Displaced Hill Foot residents picket Housing Ministry and Lands and Survey Commission over broken housing promises

Displaced Hill Foot residents picket Housing Ministry and Lands and Survey Commission over broken housing promises

-by Svetlana Mashall

More than a month after their homes were bulldozed by a private developer, while the Police kept guard, residents of Hill Foot on the Soesdyke/Linden Highway continue to face harsh living conditions, with many of them being forced to live in makeshift huts and tents.

Close to 50 of the displaced residents came to the city today, hoping to meet with the Minister of Housing and the Head of the Lands and Surveys Commission.

They launched a picketing exercise this morning to bring attention to their plight.

One resident, Daniel Primo, told News Source that notwithstanding a commitment by the Government to fast track the housing process for them, it has been weeks, with no new information from the authorities.

At the Ministry of Housing, Minister of Housing Collin Croal met with the residents briefly, but they left that meeting dissatisfied.

“It was said to we that some people will be allocated with turn key house, some of the persons are right here that signed up for the turn key house. At housing this morning, the housing minister said, he only have eight persons that applied for the turn key house, when we check there is no body that come down from Hill Foot on that paper that he have for the turn key home. So, we do not know where he find the eight persons from” Primo said.

Another displaced resident of Hill Foot, Anewell Park, said his entire family is now living in a “plastic house”.

“Me house get push down, not my house alone, more house get push down, and right now, how I living in this situation now, I am not too please how I am living in a plastic tarpaulin, I deh pun the ground sleeping…Right now, we drinking water from the creek, when you go and bathe in the water, the water itching your skin,” Park said.

Pointing to his grandson, Park said the toddler is now experiencing rashes on his skin as a result of the water, and the sand.

Mother of four, Geeta Alam, said her children are also experiencing the rashes on their skin due to their poor living conditions.

“My children, they are sleeping in a lil house, whereby we call it a house, but we are not comfortable because of how we are.

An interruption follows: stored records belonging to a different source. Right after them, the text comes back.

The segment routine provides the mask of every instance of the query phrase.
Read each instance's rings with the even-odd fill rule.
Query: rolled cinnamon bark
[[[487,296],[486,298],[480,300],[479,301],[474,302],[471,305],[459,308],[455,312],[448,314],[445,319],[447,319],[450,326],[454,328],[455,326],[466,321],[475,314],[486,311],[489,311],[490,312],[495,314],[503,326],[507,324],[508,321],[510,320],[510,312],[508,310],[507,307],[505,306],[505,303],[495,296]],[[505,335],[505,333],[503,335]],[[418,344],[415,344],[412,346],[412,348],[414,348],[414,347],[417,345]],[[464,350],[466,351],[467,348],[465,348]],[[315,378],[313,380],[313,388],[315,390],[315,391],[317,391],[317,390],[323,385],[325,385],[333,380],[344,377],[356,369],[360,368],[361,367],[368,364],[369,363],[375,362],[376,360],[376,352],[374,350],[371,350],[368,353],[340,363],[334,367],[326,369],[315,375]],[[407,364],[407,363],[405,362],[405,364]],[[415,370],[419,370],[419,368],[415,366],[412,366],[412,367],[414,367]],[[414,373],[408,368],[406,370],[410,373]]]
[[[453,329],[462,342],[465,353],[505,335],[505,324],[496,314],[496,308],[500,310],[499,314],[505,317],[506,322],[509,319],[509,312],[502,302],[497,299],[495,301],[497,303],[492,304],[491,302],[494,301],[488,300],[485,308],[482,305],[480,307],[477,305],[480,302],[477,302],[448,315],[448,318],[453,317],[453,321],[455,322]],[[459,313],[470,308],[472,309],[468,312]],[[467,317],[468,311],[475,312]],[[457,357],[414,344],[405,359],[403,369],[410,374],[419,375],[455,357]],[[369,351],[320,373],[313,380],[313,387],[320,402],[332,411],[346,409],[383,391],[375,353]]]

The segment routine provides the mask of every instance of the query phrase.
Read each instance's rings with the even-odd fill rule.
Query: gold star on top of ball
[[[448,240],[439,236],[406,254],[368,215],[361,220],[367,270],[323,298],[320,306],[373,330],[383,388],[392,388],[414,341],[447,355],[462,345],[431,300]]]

We are not comfortable, we are uncomfortable, and they are not safe, and I am a single parent, and we are not safe because we are not secured anymore. All of us living in tents, we are in tents, and we need someone to help us out, we don’t need promises anymore,” Alam said.

The young mother spoke about police harassment.

According to her, the police would constantly arrest them and place them on station bail with little information on the reason for their arrest.

Anna Smith, another young mother, told News Source that her 5-year-old daughter, has been sick and traumatized by the horrifying events that unfolded in Hill Foot.

“Well since then, we had to do a camp, and I have a five-year-old and she getting sick steady as a result of the heat and the cold because the tent that we do up, the plastic holding the heat, and the child and the child keep asking question, mommy the man coming and bulldoze down we house; even if it’s a vehicle passing, she asking, mommy is the police coming. Look last night, the police patrolling at the back, the children can’t sleep without asking questions,” Smith explained.

Smith said she too has been a victim of police harassment.

Rights activist and Former Minister of Government, Simona Broomes, who stood in solidarity with the residents today, told News Source that Government should do more to assist the residents.

“I think it is unfair. It is sad. There is no water, itch coming out on the children skin, they getting sick, they living in plastic, they living in, sheds, and shacks. I was asking persons to get water, drinking water is a big thing, it is like diamond in Hill Foot, and with this hot son, I have seen children on that sad without shoes. I think it is shameful enough but at the same time, I don’t think it is a political matter, this is governance matter, and the government got to govern for them because they are Guyanese people,” Broomes said.

After hours of waiting, the residents met with the Commissioner of Lands, who again promised to sort out the applications that are before him.